Here, the following holds:

Since there are \(10\) counterfeit coins, any group of \(11\) or more coins of the same type must be genuine.

With this observation, several different solutions are possible; we will describe one of them here.

Consider dividing the \(1000\) coins into groups of \(11\). Then, there will be \(90\) groups of \(11\) coins and a remainder of \(10\) coins.

Among these \(90\) groups of \(11\) coins, at most \(10\) groups may contain counterfeit coins, so we can obtain at least \(80\) groups of \(11\) coins that are all of the same type.

Also, we need \(10\) inspections to divide a group of \(11\) coins into two types (without knowing which is genuine).

From these, the following solution can be established.

• First, use \(900\) inspections to divide all the \(11\)-coin groups into (at most) two types.
• Next, exclude the coins that have been identified as genuine (the coins in which all \(11\) coins are of the same type). Furthermore, record one coin number \(x\) that has been identified as genuine (such a coin always exists).
• At this point, we have up to \(20\) groups of coins whose type is undetermined and the \(10\) leftover coins from the \(11\)-coin grouping. By using up to an additional \(30\) inspections to determine whether each of these coins is of the same type as \(x\), we can identify all counterfeit coins.

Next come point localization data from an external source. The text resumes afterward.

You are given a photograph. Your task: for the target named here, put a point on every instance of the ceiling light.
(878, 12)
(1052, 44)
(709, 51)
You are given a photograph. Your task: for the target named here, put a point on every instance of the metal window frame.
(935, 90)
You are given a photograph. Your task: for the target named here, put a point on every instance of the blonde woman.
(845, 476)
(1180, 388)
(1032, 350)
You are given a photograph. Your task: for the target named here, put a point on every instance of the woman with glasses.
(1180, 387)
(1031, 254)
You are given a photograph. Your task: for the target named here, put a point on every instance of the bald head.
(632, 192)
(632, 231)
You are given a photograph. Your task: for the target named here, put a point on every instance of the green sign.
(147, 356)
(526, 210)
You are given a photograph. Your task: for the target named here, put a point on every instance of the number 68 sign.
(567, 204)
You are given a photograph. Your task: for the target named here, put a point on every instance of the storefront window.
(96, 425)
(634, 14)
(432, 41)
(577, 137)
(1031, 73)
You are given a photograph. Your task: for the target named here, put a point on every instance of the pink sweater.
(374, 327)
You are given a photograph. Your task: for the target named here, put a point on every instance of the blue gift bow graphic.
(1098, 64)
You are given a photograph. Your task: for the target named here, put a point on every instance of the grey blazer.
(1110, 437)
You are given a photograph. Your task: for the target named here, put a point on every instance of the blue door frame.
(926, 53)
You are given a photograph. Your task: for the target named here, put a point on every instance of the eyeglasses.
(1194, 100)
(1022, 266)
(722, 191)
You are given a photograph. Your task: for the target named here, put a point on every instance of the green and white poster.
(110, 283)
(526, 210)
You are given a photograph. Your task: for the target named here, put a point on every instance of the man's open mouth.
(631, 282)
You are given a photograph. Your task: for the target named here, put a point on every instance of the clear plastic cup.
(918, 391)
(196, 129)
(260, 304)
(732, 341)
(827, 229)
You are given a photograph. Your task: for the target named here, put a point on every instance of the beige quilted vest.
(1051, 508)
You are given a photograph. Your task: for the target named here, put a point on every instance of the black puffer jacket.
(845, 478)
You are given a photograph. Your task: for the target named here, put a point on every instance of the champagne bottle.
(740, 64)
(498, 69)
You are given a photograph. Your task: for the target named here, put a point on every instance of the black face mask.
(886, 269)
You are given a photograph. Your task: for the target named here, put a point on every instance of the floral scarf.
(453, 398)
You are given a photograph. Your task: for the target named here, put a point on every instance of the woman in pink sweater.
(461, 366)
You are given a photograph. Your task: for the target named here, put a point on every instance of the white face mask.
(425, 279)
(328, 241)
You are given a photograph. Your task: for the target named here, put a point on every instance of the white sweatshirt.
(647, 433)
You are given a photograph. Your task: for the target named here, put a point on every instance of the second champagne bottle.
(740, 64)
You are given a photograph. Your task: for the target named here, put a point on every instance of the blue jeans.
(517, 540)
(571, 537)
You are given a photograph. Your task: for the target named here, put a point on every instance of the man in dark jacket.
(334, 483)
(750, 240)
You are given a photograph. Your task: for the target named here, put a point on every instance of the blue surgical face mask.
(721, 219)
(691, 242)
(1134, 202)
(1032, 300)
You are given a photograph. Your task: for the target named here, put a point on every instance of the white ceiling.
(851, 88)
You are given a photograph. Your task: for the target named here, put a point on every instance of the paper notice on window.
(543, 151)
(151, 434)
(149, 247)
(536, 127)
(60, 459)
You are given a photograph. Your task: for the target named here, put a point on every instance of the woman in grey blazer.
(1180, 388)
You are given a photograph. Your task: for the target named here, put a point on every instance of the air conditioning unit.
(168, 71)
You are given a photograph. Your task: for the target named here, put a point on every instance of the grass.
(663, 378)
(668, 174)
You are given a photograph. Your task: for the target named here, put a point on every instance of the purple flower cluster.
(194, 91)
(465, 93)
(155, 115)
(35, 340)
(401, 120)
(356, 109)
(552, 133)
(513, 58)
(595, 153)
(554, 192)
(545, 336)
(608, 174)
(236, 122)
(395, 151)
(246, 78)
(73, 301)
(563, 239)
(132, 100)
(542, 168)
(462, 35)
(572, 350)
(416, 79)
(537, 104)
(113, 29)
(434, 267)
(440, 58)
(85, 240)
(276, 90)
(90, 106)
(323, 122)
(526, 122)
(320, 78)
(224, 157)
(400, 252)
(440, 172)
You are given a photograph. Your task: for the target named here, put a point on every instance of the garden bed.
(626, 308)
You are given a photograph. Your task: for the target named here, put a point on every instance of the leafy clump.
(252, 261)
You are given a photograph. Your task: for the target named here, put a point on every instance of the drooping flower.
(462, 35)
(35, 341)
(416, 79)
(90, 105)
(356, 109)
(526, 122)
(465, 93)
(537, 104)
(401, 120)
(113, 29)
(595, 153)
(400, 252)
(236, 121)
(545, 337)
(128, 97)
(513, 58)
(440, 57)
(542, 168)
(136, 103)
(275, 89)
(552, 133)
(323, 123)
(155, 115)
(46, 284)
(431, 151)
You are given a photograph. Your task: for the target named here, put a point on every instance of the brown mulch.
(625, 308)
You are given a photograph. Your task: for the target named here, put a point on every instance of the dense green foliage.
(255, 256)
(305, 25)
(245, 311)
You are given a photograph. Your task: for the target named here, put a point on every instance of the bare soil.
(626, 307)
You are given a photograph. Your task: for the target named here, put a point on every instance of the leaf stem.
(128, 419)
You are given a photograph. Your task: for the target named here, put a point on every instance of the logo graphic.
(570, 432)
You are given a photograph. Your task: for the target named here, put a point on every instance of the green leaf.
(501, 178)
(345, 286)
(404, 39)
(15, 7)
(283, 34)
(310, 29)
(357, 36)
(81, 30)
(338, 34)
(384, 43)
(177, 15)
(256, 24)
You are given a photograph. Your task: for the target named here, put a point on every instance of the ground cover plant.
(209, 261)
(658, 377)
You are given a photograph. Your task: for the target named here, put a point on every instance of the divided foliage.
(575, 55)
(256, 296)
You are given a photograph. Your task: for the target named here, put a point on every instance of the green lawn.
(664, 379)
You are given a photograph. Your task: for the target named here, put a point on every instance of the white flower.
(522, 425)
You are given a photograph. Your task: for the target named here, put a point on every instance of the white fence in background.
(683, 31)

This solution can identify all counterfeit coins using a maximum of \(930\) inspections.

Sample Implementation (C++):

#include<bits/stdc++.h>

using namespace std;

int ask(int x,int y){
  cout << "? " << x << " " << y << "\n";
  fflush(stdout);
  int res;
  cin >> res;
  return res;
}

void ans(vector<int> &a){
  cout << "!";
  for(auto &nx : a){
    cout << " " << nx;
  }cout << "\n";
  fflush(stdout);
}

int main(){
  int n,m,q;
  cin >> n >> m >> q; // dummy input
  int ok;
  vector<vector<int>> unknown;
  for(int i=0;i<90;i++){
    int up=i*11+1;
    vector<int> g1={up},g2={};
    for(int j=i*11+2;j<=i*11+11;j++){
      if(ask(up,j)==0){g1.push_back(j);}
      else{g2.push_back(j);}
    }
    if(g2.empty()){
      ok=up;
    }
    else{
      unknown.push_back(g1);
      unknown.push_back(g2);
    }
  }
  for(int i=991;i<=1000;i++){
    unknown.push_back({i});
  }
  vector<int> res;
  for(auto &nx : unknown){
    if(ask(nx[0],ok)==1){
      for(auto &ny : nx){
        res.push_back(ny);
      }
    }
  }
  ans(res);
  return 0;
}